To approximate the maximum percentage error in the calculated value of the period $\tau$ of a pendulum using differentials, we can follow these steps:

### Step 1: Express $\tau$ in terms of $r$ and $g$

Given:

\[
\tau = 2\pi \sqrt{\frac{r}{g}}
\]

### Step 2: Compute the differential of $\tau$

The differential $d\tau$ approximates the change in $\tau$ due to small changes in $r$ and $g$. To find $d\tau$, we differentiate $\tau$ with respect to $r$ and $g$:

\[
d\tau = \frac{\partial \tau}{\partial r} dr + \frac{\partial \tau}{\partial g} dg
\]

First, find the partial derivatives:

\[
\frac{\partial \tau}{\partial r} = 2\pi \cdot \frac{1}{2} \cdot \left(\frac{r}{g}\right)^{-1/2} \cdot \frac{1}{g} = \frac{\pi}{\sqrt{rg}}
\]

\[
\frac{\partial \tau}{\partial g} = 2\pi \cdot \frac{1}{2} \cdot \left(\frac{r}{g}\right)^{-1/2} \cdot \left(-\frac{r}{g^2}\right) = -\frac{\pi r}{\sqrt{rg} \cdot g^2} = -\frac{\pi \sqrt{r}}{2 g^{3/2}}
\]

Thus:

\[
d\tau = \frac{\pi}{\sqrt{rg}} dr - \frac{\pi \sqrt{r}}{2 g^{3/2}} dg
\]

### Step 3: Relative Error Calculation

The relative error in $\tau$ is given by:

\[
\frac{d\tau}{\tau} = \frac{1}{\tau} \left( \frac{\partial \tau}{\partial r} dr + \frac{\partial \tau}{\partial g} dg \right)
\]

Substitute $\tau = 2\pi \sqrt{\frac{r}{g}}$ into the above expression:

\[
\frac{d\tau}{\tau} = \frac{1}{2\pi \sqrt{\frac{r}{g}}} \left( \frac{\pi}{\sqrt{rg}} dr - \frac{\pi \sqrt{r}}{2 g^{3/2}} dg \right)
\]

Simplifying:

\[
\frac{d\tau}{\tau} = \frac{1}{2} \cdot \frac{dr}{r} - \frac{1}{2} \cdot \frac{dg}{g}
\]

### Step 4: Maximum Percentage Error

Given that the maximum percentage errors in $r$ and $g$ are 0.5% and 0.1% respectively, we can substitute these values:

\[
\frac{dr}{r} = 0.5\% = 0.005
\]
\[
\frac{dg}{g} = 0.1\% = 0.001
\]

Substitute these into the relative error formula:

\[
\frac{d\tau}{\tau} = \frac{1}{2} \cdot 0.005 - \frac{1}{2} \cdot 0.001 = \frac{0.005}{2} - \frac{0.001}{2} = 0.002
\]

### Step 5: Express the Result as a Percentage

The maximum percentage error in $\tau$ is:

\[
\frac{d\tau}{\tau} \times 100\% = 0.002 \times 100\% = 0.2\%
\]

### Conclusion

The maximum percentage error in the calculated value of the period $\tau$ is approximately **0.2%**.

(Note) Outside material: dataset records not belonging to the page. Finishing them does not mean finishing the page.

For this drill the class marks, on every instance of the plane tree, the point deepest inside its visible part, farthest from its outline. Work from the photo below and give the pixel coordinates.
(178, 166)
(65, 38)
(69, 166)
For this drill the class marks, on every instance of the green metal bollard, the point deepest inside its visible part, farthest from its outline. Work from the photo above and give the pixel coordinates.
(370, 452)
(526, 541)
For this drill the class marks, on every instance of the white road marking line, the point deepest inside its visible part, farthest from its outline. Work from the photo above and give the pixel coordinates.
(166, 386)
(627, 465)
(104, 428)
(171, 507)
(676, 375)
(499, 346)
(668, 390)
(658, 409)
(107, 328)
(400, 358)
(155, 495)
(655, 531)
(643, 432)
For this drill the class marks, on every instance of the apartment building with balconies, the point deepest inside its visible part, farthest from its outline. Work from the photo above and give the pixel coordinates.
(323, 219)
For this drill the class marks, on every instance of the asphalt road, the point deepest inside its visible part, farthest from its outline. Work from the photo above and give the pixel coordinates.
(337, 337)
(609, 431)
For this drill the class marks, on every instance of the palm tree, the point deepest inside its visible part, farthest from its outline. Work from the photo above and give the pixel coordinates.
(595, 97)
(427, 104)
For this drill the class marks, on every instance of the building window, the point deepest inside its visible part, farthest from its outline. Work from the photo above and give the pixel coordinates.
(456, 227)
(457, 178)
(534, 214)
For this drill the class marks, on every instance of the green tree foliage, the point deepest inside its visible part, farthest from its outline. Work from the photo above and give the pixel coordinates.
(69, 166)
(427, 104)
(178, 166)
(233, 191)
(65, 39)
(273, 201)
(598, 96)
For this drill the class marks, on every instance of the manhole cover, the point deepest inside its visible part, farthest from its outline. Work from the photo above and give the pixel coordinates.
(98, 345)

Would you like further details or have any questions? Here are some related questions:

1. How would the percentage error change if the error in $g$ were 0.5% instead of 0.1%?
2. What is the physical interpretation of the period $\tau$ in relation to the length $r$ and gravity $g$?
3. How does increasing the length $r$ of the pendulum affect the period $\tau$?
4. Can you derive the formula for the period $\tau$ using basic principles of physics?
5. How would the percentage error in $\tau$ be affected if $r$ and $g$ were measured with higher precision?

**Tip:** When using differentials to estimate errors, always ensure that the approximation is valid for small errors, as larger errors may require more sophisticated methods.

Learn how to approximate the maximum percentage error in the calculated period $ \tau $ of a pendulum using differentials. Understand the effects of small errors in length $ r $ and acceleration due to gravity $ g $ on the period formula. Suitable for advanced undergraduate students and researchers interested in error analysis in physics calculations.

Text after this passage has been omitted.